METHOD(S): We performed multi-regional characterization of rat, macaque, chimpanzee, and human brain N-glycomes using chromatography and mass spectrometry, then integrated these data with complementary bulk tissue and single-nucleus glycotranscriptomic data. We also performed a multi-regional comparison of the prenatal and adult human brain N-glycomes.

RESULTS: In primates, the brain N-glycomes have diverged more rapidly than the underlying transcriptomic frameworks, which implies that N-glycosylation provides a means for rapidly generating interspecies diversity at the molecular level. We uncovered numerous phylogenetic trends in brain protein N-glycosylation as well as several human-specific adaptations. Moreover, interspecies differences in the cell type expression pattern of key glycogenes were identified, including some human-specific differences, which may underpin this evolutionary divergence. Regarding glycosylation during human brain development, we uncovered both global and region-specific N-glycome maturation pathways that together lead to distinct neuroanatomical N-glycosylation profiles and thus contribute to the spatial molecular diversity of the mature brain.

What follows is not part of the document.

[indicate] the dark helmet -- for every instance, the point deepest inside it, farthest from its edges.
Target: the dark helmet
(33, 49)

CONCLUSIONS: Brain N-glycome evolution in hominids has been characterized by an overall increase in complexity coupled with a shift toward increased usage of α(2-6) linked N-acetylneuraminic acid. Also, region-specific neurodevelopmental pathways lead to distinct spatial N-glycosylation profiles in the mature brain.

FINANCIAL SUPPORT: NIH grants MH124619, MH116488, DA053628, and R01HG010898-01. Instituto de Salud Carlos III grant MS20/00064. Agencia Estatal de Investigación grant PID2019-104700GA-I00/AEI/10.13039/501100011033. The European Union Seventh Framework Programme (FP7 2007 2013) under grant agreement no. 291823 Marie Curie FP7-PEOPLE-2011-COFUND (The New International Fellowship Mobility Programme for Experienced Researchers in Croatia NEWFELPRO). We acknowledge the National Chimpanzee Brain Resource (funded by NIH grant NS092988) for contributing brain specimens used in this study.